Communication and reassurance can help children ride out the pandemic.
"Mom, could they die?" The question from my very inquisitive 13-year-old son stopped me in my tracks. We had just received word from his school that he would be required to quarantine at home for 10-14 days. His quarantine was the result of a positive COVID-19 test for a classmate, who happened to be my son's friend and teammate.
The same day, my son learned a second close friend had also tested positive. I know our children are suffering through this pandemic, but it didn't occur to me that they may have this fear of possibly losing a friend—or even their own lives—to the virus.
The question was shocking, and it broke my heart to hear the worry in his voice. I shared with him what I'd seen on the news about how most of the younger generation who had contracted the virus were experiencing milder health problems. I added that unfortunately, some children had passed away after contracting COVID-19, but I believed most of them had underlying health conditions. I tried to comfort him as best as I could, but our conversation made me think of how other children were feeling and dealing with this issue.

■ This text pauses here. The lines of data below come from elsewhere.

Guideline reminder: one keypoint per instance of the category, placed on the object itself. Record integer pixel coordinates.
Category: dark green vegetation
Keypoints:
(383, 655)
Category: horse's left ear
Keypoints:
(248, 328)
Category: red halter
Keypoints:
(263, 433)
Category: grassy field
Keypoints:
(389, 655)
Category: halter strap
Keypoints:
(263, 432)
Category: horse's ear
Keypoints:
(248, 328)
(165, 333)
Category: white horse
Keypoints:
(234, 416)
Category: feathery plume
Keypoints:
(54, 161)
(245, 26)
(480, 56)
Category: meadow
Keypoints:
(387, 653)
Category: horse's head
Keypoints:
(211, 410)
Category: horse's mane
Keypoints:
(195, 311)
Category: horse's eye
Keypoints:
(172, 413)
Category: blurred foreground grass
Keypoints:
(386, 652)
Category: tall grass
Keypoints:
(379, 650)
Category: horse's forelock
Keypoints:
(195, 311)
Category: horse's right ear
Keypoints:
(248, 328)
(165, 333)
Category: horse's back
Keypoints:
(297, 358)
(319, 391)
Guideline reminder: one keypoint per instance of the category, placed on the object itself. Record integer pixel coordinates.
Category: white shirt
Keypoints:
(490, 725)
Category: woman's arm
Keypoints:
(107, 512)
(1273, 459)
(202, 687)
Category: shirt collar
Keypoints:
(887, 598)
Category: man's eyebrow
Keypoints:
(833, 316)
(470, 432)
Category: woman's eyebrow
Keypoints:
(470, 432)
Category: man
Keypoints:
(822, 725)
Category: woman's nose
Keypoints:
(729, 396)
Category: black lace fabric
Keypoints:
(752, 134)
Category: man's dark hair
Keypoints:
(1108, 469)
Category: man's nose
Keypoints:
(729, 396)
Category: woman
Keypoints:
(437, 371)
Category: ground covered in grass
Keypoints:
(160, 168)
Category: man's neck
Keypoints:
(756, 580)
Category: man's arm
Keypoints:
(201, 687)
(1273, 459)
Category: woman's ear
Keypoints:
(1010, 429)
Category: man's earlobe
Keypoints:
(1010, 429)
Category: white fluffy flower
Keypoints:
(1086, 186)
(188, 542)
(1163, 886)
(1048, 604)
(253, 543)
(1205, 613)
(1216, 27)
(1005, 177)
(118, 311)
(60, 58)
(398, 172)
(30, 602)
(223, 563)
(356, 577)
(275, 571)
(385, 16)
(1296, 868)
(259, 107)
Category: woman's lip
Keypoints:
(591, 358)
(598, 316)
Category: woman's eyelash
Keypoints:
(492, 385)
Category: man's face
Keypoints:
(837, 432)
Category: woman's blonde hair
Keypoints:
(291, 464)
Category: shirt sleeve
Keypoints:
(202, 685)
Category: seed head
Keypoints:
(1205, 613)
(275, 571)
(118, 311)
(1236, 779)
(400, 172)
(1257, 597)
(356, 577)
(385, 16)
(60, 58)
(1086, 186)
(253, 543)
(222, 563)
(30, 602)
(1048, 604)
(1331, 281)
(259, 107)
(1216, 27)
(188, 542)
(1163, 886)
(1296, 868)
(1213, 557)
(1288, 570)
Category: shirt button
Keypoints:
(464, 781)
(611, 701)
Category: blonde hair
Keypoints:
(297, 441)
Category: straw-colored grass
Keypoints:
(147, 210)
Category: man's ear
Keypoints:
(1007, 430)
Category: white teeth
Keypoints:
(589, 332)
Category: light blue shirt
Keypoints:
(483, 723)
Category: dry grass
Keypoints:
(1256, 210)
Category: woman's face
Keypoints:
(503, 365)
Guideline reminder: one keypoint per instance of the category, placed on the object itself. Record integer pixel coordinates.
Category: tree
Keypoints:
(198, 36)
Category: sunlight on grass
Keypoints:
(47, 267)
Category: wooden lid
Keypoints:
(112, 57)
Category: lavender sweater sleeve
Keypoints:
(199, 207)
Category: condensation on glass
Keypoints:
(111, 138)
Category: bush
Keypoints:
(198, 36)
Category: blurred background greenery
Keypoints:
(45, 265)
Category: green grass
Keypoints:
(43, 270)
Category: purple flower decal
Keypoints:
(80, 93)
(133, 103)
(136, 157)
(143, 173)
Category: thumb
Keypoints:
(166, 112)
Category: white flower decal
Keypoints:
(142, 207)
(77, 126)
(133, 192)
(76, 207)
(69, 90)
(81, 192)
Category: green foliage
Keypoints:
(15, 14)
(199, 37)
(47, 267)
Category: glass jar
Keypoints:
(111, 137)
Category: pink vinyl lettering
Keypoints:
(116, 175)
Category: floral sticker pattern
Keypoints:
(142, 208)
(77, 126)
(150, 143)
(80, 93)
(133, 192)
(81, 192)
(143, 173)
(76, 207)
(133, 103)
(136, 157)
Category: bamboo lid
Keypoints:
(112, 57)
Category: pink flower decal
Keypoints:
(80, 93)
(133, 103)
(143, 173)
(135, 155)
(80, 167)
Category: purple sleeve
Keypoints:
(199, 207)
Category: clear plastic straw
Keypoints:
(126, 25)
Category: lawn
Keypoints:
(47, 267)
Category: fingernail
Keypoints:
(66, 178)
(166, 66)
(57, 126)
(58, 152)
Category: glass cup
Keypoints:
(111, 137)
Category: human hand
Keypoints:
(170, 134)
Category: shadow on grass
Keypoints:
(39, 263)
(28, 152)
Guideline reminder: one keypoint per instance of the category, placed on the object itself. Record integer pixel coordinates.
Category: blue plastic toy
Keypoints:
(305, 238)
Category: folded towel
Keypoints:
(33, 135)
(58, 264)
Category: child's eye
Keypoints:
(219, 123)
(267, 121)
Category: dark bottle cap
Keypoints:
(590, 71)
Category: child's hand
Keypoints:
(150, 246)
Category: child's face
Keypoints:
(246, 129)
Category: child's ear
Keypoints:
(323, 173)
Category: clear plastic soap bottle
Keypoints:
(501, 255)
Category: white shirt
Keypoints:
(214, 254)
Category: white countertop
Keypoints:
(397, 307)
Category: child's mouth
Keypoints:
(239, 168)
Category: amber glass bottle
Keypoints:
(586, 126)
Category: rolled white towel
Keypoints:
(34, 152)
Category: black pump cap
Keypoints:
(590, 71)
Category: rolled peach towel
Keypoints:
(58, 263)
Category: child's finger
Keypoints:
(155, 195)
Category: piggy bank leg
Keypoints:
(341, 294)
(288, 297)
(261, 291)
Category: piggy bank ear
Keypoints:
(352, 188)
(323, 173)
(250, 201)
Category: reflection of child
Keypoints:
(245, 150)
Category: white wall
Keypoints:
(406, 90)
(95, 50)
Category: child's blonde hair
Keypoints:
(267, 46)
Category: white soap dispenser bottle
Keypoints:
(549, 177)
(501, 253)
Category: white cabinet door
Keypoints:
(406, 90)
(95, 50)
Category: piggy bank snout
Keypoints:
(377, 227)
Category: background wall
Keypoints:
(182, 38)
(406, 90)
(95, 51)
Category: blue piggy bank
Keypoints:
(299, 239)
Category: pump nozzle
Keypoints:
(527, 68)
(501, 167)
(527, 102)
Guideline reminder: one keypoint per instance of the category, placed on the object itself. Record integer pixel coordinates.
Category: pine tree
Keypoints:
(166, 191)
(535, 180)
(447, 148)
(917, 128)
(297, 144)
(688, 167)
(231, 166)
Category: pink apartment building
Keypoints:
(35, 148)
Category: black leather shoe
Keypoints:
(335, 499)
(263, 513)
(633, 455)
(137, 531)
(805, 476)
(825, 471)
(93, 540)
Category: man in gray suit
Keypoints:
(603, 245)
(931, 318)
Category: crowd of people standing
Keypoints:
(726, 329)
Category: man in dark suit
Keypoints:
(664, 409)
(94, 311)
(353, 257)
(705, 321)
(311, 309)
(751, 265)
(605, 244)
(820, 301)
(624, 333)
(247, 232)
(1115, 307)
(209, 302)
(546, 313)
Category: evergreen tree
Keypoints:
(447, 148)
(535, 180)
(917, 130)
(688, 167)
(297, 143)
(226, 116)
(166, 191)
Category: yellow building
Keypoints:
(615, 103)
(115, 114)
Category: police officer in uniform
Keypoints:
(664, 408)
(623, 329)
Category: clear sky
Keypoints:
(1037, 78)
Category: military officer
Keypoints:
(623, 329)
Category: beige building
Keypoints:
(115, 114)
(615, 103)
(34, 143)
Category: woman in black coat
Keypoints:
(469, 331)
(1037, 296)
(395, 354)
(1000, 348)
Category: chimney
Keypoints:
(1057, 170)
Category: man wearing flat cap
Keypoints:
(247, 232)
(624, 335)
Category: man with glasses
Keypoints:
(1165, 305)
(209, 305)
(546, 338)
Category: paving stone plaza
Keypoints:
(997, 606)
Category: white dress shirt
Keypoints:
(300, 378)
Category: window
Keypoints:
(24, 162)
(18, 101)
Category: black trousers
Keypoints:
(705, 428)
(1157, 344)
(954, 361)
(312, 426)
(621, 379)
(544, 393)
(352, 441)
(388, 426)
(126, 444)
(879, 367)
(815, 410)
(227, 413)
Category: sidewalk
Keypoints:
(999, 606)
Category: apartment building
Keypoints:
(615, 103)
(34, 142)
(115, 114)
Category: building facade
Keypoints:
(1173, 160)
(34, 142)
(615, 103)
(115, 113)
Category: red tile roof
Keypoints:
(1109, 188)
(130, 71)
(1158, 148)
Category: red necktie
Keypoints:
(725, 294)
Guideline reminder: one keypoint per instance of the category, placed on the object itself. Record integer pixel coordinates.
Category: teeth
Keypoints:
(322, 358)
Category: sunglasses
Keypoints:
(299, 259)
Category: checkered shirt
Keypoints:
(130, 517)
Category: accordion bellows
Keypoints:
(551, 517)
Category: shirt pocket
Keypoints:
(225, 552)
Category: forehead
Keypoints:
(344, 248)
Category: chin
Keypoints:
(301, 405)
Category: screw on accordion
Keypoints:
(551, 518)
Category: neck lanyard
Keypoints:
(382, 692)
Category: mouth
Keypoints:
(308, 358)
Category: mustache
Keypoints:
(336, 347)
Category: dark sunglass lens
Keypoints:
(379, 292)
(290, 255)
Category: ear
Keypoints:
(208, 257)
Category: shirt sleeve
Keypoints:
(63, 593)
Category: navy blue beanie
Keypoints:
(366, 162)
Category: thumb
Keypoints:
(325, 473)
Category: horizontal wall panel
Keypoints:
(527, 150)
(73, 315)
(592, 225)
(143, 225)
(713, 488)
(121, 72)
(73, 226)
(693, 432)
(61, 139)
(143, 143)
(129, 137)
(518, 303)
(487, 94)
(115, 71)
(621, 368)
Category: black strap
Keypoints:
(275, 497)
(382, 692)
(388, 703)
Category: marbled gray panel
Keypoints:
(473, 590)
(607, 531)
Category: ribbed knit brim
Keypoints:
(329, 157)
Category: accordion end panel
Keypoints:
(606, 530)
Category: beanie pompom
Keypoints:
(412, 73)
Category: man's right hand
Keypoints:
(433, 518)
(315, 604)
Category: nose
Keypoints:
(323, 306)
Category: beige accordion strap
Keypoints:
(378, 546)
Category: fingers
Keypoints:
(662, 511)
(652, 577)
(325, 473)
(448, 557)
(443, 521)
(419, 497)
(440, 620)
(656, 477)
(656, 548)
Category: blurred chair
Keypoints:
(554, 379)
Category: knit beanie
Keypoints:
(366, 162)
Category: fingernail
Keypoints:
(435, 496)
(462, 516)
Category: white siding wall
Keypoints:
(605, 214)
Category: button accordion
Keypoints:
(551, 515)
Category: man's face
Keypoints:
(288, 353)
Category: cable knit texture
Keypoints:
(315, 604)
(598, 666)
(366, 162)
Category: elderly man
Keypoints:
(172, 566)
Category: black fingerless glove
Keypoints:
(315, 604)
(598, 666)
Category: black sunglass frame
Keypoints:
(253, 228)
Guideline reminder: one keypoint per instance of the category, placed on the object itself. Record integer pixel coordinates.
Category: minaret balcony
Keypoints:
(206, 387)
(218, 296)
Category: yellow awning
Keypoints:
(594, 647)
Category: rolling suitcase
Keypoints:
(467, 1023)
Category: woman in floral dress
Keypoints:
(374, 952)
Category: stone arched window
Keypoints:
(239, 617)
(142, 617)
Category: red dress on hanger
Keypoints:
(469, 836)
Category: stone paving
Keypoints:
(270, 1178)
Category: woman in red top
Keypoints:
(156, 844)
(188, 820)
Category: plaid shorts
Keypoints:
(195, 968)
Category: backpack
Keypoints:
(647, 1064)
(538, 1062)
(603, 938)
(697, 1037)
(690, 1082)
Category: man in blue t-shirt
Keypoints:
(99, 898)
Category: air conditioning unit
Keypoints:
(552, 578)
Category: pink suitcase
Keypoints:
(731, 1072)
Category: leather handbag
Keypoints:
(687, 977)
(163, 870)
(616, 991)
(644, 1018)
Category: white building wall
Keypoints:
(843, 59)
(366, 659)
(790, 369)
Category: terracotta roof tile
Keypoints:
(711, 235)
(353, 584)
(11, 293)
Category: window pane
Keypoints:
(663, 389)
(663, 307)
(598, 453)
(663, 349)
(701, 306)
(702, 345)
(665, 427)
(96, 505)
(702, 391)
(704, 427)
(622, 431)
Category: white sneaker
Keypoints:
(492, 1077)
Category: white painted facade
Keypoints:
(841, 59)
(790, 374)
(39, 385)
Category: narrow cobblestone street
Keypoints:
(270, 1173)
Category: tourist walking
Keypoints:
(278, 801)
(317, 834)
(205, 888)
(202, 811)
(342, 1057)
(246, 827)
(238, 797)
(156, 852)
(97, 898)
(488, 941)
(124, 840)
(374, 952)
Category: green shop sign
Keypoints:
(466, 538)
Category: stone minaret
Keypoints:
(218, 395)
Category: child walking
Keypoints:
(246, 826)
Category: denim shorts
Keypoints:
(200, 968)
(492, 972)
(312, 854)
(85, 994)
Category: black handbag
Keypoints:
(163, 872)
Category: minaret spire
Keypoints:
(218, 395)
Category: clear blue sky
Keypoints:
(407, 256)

Reports indicate that positive COVID-19 test results for children are consistently lower than older age groups. When it comes to children ages 0-19 who test positive for COVID-19, statistics show they are faring better than others. According to the Centers for Disease Control, the number of new daily COVID-19 cases for all age groups has been on the steady decline since a peak on January 8, 2021 with over 314,000 new cases reported that day. A March joint state COVID-19 data report from the American Academy of Pediatrics and the Children's Hospital Association shows that nearly 3.3 million children ages 0-19 have tested positive for the virus since the country went into lockdown last spring. Children represent just over 13% of all COVID-19 cases in the United States, and severe illness related to the virus is rare in that age group. The joint report notes that hospitalization and deaths related to the COVID-19 virus in children and teens are uncommon. State statistics from the Children and COVID-19: State Data Report show about 0.00%-0.03% of cumulative COVID-19-related deaths happened in children and teens.
How can we help our children cope if they or their friends get COVID-19?
According to Lisa Farhat, M.Ed., LPC, with Farhat Family Counseling, PLLC, one of the most difficult things for children during the pandemic is feeling helpless and powerless. If your child or your child's friend gets sick with the virus, it may cause them to feel this way. It's important for parents to highlight ways their children and teens have control over themselves. According to Farhat, simple sentences can make sure the door to communication stays open. Some examples to help identify our children's feelings include saying:
- "You feel really scared."
- "You feel overwhelmed and out of control of this situation."
- "You feel so mixed up, worried, sad, mad, all at the same time."
Farhat said sentences like these help normalize the child's feelings without minimizing them. "We need to label their feelings, give them words. Be prepared to label some complex ones, too, like resentful, overwhelmed, overstimulated, powerless and numb," shared Farhat. "Fears and anxieties can flourish in the dark. With our verbal acknowledgment/validation/proof of acceptance and understanding, we can shine a light on their fears and hopefully keep them from taking over."
How can we help our children cope mentally during this pandemic?
Actress Kristen Bell is one of many moms prioritizing their children's mental health during COVID-19. One way to support children and help them cope during the pandemic is to be calm and confident. Being prepared is also important. Parents can help children feel prepared by discovering good coping strategies and working with their children to make sure they know when and how to use those strategies.
Some good examples of coping strategies include journaling, meditation, music and art. Exercising, interacting with animals, spending time outdoors and cooking could also help. "Once they are able to label what feelings they're having, as well as a list of coping strategies that are available to them, it will be easier for them to pick and choose what they need/want on any given day," Farhat explained. Parents can also model and encourage these activities and get creative as a family to help cope during the pandemic.
Changes in behavior could warn of possible stress in children and teens. According to the CDC, common behaviors from stress related to the pandemic could include excessive irritation in younger children, "acting out" behavior in teens and poor performance in school. Communication is key. "In order for them to connect those dots, they need to be self-aware and prepared. When we are regularly labeling the feelings that we see them expressing, we contribute to their self-awareness," Farhat shared.
It has been a year. The pandemic forced a shutdown across the globe last March, and it's been a challenge for everyone, especially the younger generation. They miss their friends, they may be missing out on sports and many may have had a difficult time adjusting to virtual learning. Our youngsters are living in a historical time. The American Academy of Pediatrics and Children's Hospital Association joint report indicates more data is needed on the pandemic's long-term effects on children including their physical, emotional and mental well-being.
Parents can continue to reassure their children that they are safe during the pandemic and in the future. Let's spend time with our children and talk to them about the stresses they may be feeling. It could do us all a little good.